The Nasty Bits: Collected Varietal Cuts, Usable Trim, Scraps, and Bones (Anthony Bourdain)
This is a collection of short articles, rants, and other bits and pieces of Bourdain’s writing, roughly divided into sections that are labeled with tastes (Sweet, Sour, Umami, etc.) that are clearly meant to convey emotions. They’re all worth reading, even if at the very end he provides short commentary on each piece and mostly dismisses them as hopelessly flawed. It’s an interesting tour of his mind, and if – in light of his recent suicide – the throwaway joke about hanging himself in a hotel room seems rather grim, for the most part you get drawn in and are happy to tag along with him in his travels. That’s really what Bourdain’s gift was, becoming your companion on trips you’ll never take and probably wouldn’t enjoy if you did but which you do enjoy when you’re with him. His death is a loss for us all.
The Silk Roads: A New History of the World (Peter Frankopan)

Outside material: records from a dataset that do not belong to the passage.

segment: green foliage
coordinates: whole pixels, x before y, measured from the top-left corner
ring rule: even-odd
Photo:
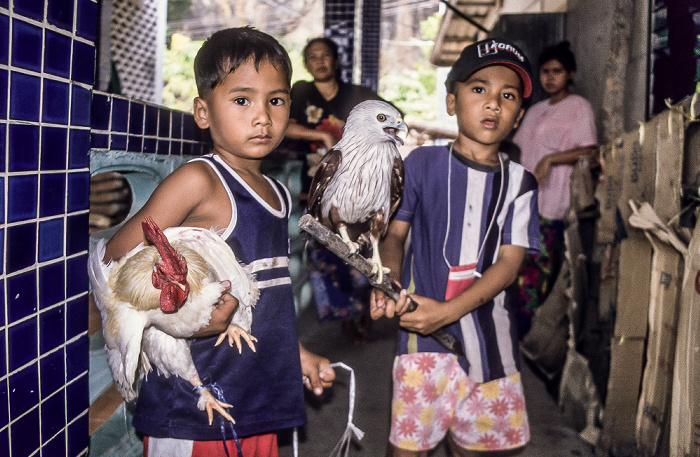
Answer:
[[[194,56],[203,41],[174,33],[170,47],[165,50],[163,65],[163,105],[181,111],[192,112],[192,101],[197,96],[194,82]]]

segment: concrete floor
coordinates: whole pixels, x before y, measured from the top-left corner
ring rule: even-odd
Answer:
[[[299,318],[302,344],[331,362],[343,362],[355,371],[356,401],[354,424],[365,436],[354,441],[350,456],[382,457],[386,453],[391,404],[391,366],[396,348],[396,322],[374,322],[371,341],[353,345],[341,332],[339,322],[319,323],[311,307]],[[592,447],[568,427],[544,382],[523,364],[523,384],[530,418],[531,441],[522,457],[593,457]],[[331,456],[340,440],[348,417],[350,376],[337,369],[333,389],[321,399],[307,396],[308,424],[299,431],[299,456]],[[280,456],[294,455],[291,437],[280,441]],[[335,457],[338,454],[333,454]],[[431,457],[447,457],[444,448]]]

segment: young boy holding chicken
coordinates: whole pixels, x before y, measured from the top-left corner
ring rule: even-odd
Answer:
[[[320,395],[335,378],[327,359],[299,343],[287,257],[291,199],[282,184],[260,171],[261,160],[287,127],[291,63],[272,37],[242,27],[214,33],[197,53],[194,67],[199,92],[194,118],[200,128],[209,129],[212,153],[164,179],[107,243],[104,260],[118,259],[145,241],[141,222],[146,216],[161,229],[223,231],[236,257],[257,276],[260,298],[251,330],[256,352],[215,346],[238,304],[224,294],[209,324],[192,340],[191,353],[203,382],[216,383],[233,405],[243,455],[277,456],[276,431],[306,420],[302,379]],[[133,420],[144,436],[144,455],[224,455],[222,429],[209,425],[197,398],[185,379],[161,376],[157,370],[147,375]],[[234,438],[227,428],[232,456]]]
[[[513,44],[484,40],[462,51],[445,85],[457,139],[408,155],[381,246],[407,290],[371,298],[373,318],[400,316],[387,455],[425,457],[445,437],[452,456],[513,455],[530,434],[507,288],[526,250],[539,249],[537,182],[499,147],[523,116],[530,65]],[[465,355],[429,337],[439,328]]]

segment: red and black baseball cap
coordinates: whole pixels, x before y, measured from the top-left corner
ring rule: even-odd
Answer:
[[[453,93],[455,83],[466,81],[476,71],[491,65],[505,65],[513,69],[523,82],[523,98],[532,94],[532,67],[525,53],[502,38],[489,38],[472,43],[462,50],[447,75],[447,93]]]

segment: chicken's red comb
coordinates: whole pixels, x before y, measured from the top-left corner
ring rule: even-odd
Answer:
[[[156,289],[161,289],[160,308],[163,312],[174,312],[185,303],[190,291],[187,283],[187,261],[170,245],[168,238],[155,221],[146,216],[141,223],[146,239],[158,249],[161,260],[153,266],[151,280]]]

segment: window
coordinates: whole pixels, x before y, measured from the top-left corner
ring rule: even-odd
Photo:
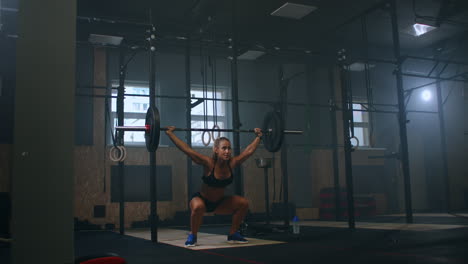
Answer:
[[[113,88],[118,87],[118,82],[113,82]],[[125,83],[124,99],[124,126],[145,126],[146,111],[149,107],[149,85],[147,83]],[[112,89],[112,96],[117,96],[117,89]],[[117,126],[117,98],[112,98],[111,120],[113,128]],[[112,129],[114,131],[114,129]],[[112,143],[112,142],[111,142]],[[139,131],[125,131],[124,143],[126,145],[143,145],[145,133]]]
[[[118,87],[118,82],[113,82],[113,87]],[[226,99],[226,88],[217,88],[216,98]],[[203,88],[200,85],[192,85],[191,96],[195,98],[203,98]],[[124,100],[124,126],[144,126],[146,119],[146,111],[149,108],[149,88],[147,83],[127,82],[125,84],[125,100]],[[133,95],[133,96],[131,96]],[[117,89],[112,89],[112,96],[117,96]],[[208,100],[196,105],[191,109],[191,126],[192,128],[213,128],[215,122],[219,128],[226,128],[226,102],[216,101],[214,105],[214,92],[208,91],[205,95]],[[192,103],[197,100],[192,99]],[[159,103],[157,102],[157,105]],[[206,108],[205,108],[206,107]],[[111,120],[113,127],[117,126],[117,98],[112,98],[111,102]],[[216,115],[215,115],[216,114]],[[207,116],[205,123],[204,116]],[[114,131],[114,129],[112,129]],[[202,133],[198,131],[192,132],[192,146],[204,146],[202,141]],[[220,136],[225,136],[226,133],[221,132]],[[206,135],[205,135],[206,136]],[[215,133],[218,136],[218,133]],[[111,142],[112,143],[112,142]],[[145,134],[139,131],[125,131],[124,143],[126,145],[144,145]],[[212,144],[211,142],[210,144]]]
[[[192,97],[203,98],[203,88],[200,85],[192,85],[190,90]],[[208,91],[206,93],[206,98],[214,98],[214,92]],[[192,117],[192,128],[213,128],[216,124],[219,128],[226,128],[227,116],[226,116],[226,102],[225,101],[214,101],[214,100],[204,100],[202,103],[192,108],[191,117]],[[226,89],[225,88],[216,88],[216,99],[226,99]],[[192,103],[196,102],[196,99],[192,100]],[[204,116],[207,117],[207,122],[205,123]],[[192,132],[192,146],[203,146],[202,140],[203,132],[193,131]],[[215,137],[218,136],[218,133],[215,133]],[[220,136],[225,136],[225,133],[221,132]],[[205,141],[207,137],[205,135]],[[213,144],[211,141],[210,144]]]
[[[369,147],[369,114],[361,111],[365,108],[359,103],[353,104],[353,110],[354,136],[359,140],[360,147]],[[353,144],[355,143],[353,142]]]

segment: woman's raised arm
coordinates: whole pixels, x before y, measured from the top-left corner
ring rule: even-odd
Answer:
[[[182,141],[180,138],[178,138],[174,134],[174,129],[175,129],[174,126],[168,126],[167,130],[166,130],[166,135],[169,136],[169,139],[172,142],[174,142],[176,147],[178,149],[180,149],[182,152],[184,152],[185,154],[187,154],[187,156],[189,156],[195,163],[200,164],[200,165],[209,166],[209,162],[210,162],[211,158],[208,157],[208,156],[202,155],[202,154],[196,152],[195,150],[193,150],[191,147],[189,147],[189,145],[187,145],[187,143]]]
[[[234,168],[236,166],[239,166],[241,165],[244,161],[246,161],[250,156],[252,156],[252,154],[254,154],[255,150],[257,149],[258,145],[260,144],[260,141],[262,140],[262,136],[263,136],[263,133],[262,133],[262,130],[260,128],[255,128],[254,129],[254,132],[255,132],[255,139],[252,141],[252,143],[250,143],[245,149],[244,151],[242,151],[241,154],[239,154],[239,156],[236,156],[232,159],[232,162],[231,162],[231,167]]]

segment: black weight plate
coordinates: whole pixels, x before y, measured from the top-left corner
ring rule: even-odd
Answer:
[[[277,152],[283,143],[284,127],[278,112],[269,112],[263,119],[263,144],[270,152]]]
[[[155,152],[159,146],[160,118],[159,110],[156,106],[148,108],[146,112],[145,125],[150,129],[145,132],[146,148],[149,152]]]

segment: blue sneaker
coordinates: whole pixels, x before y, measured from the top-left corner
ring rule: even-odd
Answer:
[[[227,237],[228,243],[237,243],[237,244],[246,244],[249,243],[247,239],[245,239],[239,232],[236,232],[232,235],[228,235]]]
[[[187,237],[187,241],[185,241],[186,247],[194,247],[197,245],[197,236],[194,234],[189,234]]]

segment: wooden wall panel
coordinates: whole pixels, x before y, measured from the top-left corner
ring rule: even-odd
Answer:
[[[100,149],[100,148],[98,148]],[[106,153],[95,150],[95,147],[77,147],[75,152],[75,216],[80,220],[88,220],[94,224],[119,224],[119,203],[111,203],[110,199],[110,167],[116,165]],[[127,149],[125,165],[148,165],[149,153],[146,148],[130,147]],[[106,156],[105,161],[103,155]],[[186,167],[180,166],[185,155],[175,148],[160,148],[156,152],[157,165],[172,167],[172,201],[158,202],[158,215],[161,220],[173,218],[177,211],[188,210]],[[185,163],[184,163],[185,164]],[[105,186],[104,189],[104,175]],[[105,205],[106,217],[94,218],[94,206]],[[125,203],[125,225],[130,227],[132,222],[145,221],[149,215],[149,202]]]
[[[249,208],[252,213],[265,212],[265,178],[264,169],[258,168],[255,159],[258,158],[271,158],[272,153],[263,148],[257,151],[243,164],[243,177],[244,177],[244,195],[249,200]],[[276,181],[281,181],[281,152],[274,153],[275,175]],[[276,184],[276,193],[279,193],[281,184]],[[268,169],[268,192],[270,208],[273,203],[273,168]]]
[[[104,191],[105,162],[95,147],[75,147],[75,217],[90,220],[95,205],[105,205],[110,193]]]
[[[385,155],[385,149],[366,149],[366,148],[358,148],[357,150],[353,151],[352,153],[352,162],[353,165],[359,166],[384,166],[385,159],[384,158],[369,158],[369,156],[383,156]]]
[[[318,208],[320,206],[320,190],[334,186],[333,151],[331,149],[312,150],[310,165],[310,175],[312,175],[312,207]]]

The current domination of the world by the West – first, beginning in the 1500s, by Europe and then, beginning in the 1900s, by the United States – is something of a historical anomaly, and one that this book tries to correct. Frankopan begins with the simple observation that it is neither the West nor the East (China, Japan, and so on) that has been the pivot around which human history has revolved for most of its run, but rather the Silk Road, broadly defined – the area of southern Asia that has linked East and West since humans began trading long distance – that played that role. It includes such modern-day countries as India, Pakistan, Afghanistan, Iran, Iraq, Armenia, Azerbaijan, Kyrgyzstan, Kazakhstan, and so on. It’s here that the resources of East and West flowed back and forth, enriching the nations at either end. It’s here that the main resources of the modern world – fossil fuels, rare earth metals, and so on – exist in abundance. And it’s here that Frankopan would like to recenter the story of human history. This dense but readable book is designed for a popular rather than scholarly audience, and it can largely be broken down into two parts, even if Frankopan doesn’t do so explicitly. In the first part the nations of the Silk Road are the subject – the actors, the doers. Here we see Persia, India, and the kingdoms of antiquity emerging and becoming, acting and doing. In the second and longer part (probably because of the disproportionate level of documentation), the nations of the Silk Road are the object – acted upon, done to. They are the colonies and prizes of the West, and rather than tell their story directly Frankopan uses them to give a different perspective on Western history. His focus on the modern Middle East in the run-up to World War I, for example, is illuminating. He has little patience for the dismissive and short-sighted treatment of the Silk Roads by the West – his evisceration of American actions since WWII is particularly biting – but his main point is clear: there is a new Silk Road rising, and East and West need to recognize and account for that fact.